In the figure, 2 is a casing, 3 is a fixed iron core, 31 is a base, 3
Reference numeral 3 denotes a cylindrical portion, 34 denotes a suction surface, 4 denotes a movable iron core, 42 denotes a straight outer wall surface, 52 denotes a valve body (actuator portion), 6 denotes an exciting coil portion, 8 denotes a non-magnetic portion, 8s denotes a start end, and 8f. Indicates the end.

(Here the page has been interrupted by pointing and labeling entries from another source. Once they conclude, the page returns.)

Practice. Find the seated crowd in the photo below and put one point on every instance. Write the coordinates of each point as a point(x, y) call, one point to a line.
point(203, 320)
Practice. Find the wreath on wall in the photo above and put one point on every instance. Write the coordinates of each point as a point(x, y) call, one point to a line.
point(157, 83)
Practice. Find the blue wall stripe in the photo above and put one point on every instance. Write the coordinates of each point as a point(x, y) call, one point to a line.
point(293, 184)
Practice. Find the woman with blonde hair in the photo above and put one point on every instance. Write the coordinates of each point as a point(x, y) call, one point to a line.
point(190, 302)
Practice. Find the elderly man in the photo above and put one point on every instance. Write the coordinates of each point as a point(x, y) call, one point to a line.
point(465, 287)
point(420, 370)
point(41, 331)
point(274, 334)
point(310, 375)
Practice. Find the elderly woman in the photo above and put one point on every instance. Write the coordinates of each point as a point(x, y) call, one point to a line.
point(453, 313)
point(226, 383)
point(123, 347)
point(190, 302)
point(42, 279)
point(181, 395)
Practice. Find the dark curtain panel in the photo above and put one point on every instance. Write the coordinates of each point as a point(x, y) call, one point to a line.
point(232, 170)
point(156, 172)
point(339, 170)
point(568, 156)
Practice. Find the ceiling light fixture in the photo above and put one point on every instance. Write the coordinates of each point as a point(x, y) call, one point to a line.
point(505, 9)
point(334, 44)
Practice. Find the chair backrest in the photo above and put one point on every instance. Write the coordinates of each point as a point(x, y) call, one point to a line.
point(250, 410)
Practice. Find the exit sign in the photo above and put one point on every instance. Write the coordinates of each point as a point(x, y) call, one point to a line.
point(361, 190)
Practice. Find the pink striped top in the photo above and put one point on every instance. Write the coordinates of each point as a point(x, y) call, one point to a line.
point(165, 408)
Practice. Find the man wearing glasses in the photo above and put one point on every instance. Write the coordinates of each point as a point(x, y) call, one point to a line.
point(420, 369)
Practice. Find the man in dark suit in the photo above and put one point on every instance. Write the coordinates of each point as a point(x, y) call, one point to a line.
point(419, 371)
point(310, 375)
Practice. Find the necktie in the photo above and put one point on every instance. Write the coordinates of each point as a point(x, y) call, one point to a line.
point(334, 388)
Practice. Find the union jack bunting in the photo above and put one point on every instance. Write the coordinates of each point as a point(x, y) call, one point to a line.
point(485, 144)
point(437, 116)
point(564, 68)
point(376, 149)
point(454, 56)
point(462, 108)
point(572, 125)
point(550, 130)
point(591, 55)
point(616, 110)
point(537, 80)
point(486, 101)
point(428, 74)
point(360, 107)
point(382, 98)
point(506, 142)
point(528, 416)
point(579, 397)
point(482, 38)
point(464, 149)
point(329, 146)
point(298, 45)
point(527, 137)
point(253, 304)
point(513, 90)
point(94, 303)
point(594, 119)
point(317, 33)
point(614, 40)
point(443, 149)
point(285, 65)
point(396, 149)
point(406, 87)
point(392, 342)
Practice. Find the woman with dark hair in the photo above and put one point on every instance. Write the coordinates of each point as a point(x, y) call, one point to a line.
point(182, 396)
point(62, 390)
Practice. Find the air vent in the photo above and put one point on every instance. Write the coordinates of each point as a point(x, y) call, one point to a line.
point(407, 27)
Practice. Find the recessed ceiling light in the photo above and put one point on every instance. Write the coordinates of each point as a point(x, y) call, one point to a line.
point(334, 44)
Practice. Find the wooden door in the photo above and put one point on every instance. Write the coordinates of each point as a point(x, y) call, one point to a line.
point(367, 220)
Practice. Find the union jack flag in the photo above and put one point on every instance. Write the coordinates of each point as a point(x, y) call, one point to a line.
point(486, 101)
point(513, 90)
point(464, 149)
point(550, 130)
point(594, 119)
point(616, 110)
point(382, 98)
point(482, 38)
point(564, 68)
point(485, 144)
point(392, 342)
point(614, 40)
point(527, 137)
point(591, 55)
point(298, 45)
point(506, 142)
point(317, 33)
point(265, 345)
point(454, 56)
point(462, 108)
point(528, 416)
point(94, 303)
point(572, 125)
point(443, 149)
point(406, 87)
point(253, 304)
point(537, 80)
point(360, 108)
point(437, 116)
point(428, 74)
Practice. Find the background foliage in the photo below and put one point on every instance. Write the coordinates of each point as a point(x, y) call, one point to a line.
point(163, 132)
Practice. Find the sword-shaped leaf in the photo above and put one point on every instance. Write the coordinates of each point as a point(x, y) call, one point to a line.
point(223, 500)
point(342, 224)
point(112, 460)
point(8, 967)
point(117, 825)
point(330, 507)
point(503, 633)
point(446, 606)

 ──────────────────────────────────────────────────続 き Continuing from the front page (72) Inventor Ichiro Arita 2-1-1 Asahi-cho, Kariya-shi, Aichi Aisin Seiki Co., Ltd. (72) Inventor Naoki Kato 2-1-1 Asahi-cho, Kariya-shi, Aichi Aisin Seiki F term in reference (reference) 3H106 DA02 DA13 DA23 DB02 DB12 DB23 DB32 DC04 DC17 DD03 EE16 GA13

Claims (3)

[Claims] 1. A casing, comprising: a base disposed in the casing and having a suction surface extending in a direction perpendicular to an axis, and surrounding the suction surface along an axial length direction and with respect to a center axis. A fixed core provided with a cylindrical portion having a straight inner wall surface extending coaxially and a storage chamber partitioned by the straight inner wall surface; A movable outer surface that is movably arranged and has a straight outer wall surface extending along the straight inner wall surface of the tubular portion of the fixed iron core, and that is attracted to a suction surface side of a base of the fixed iron core; An iron core, an actuator portion connected to the movable iron core and connected to the movable iron core, an excitation coil portion that generates a magnetic flux that passes through the fixed iron core and the movable iron core when energized, the fixed iron core A ring is provided along the circumferential direction near the root of the cylindrical part of A ring-shaped non-magnetic portion that forms a magnetic path for attracting the movable iron core on the suction surface of the fixed iron core, wherein the non-magnetic portion has an axial length of 0.5 mm to 5 mm. .0 mm, and the axial length of the end of the straight outer wall of the movable iron core that is closer to the base side of the fixed iron core is set to 0 point, and the fixed iron core is set to be higher than the 0 point. A region closer to the base side of the fixed iron core is defined as a negative (-) region, and a region farther from the base side of the fixed iron core than the zero point is defined as a positive (+) region. When the end closer to the base side of the fixed iron core is set as the start end, the position of the start end of the non-magnetic portion is -1.4 mm to +0.5 mm.
An electromagnetic actuator device characterized by being set within the range of: 2. The electromagnetic actuator device according to claim 1, wherein the non-magnetic portion is made of a non-magnetic material integrally formed by melting and solidifying the fixed iron core. 3. The electromagnetic actuator device according to claim 1, wherein the end position of the non-magnetic portion is set in the positive (+) region.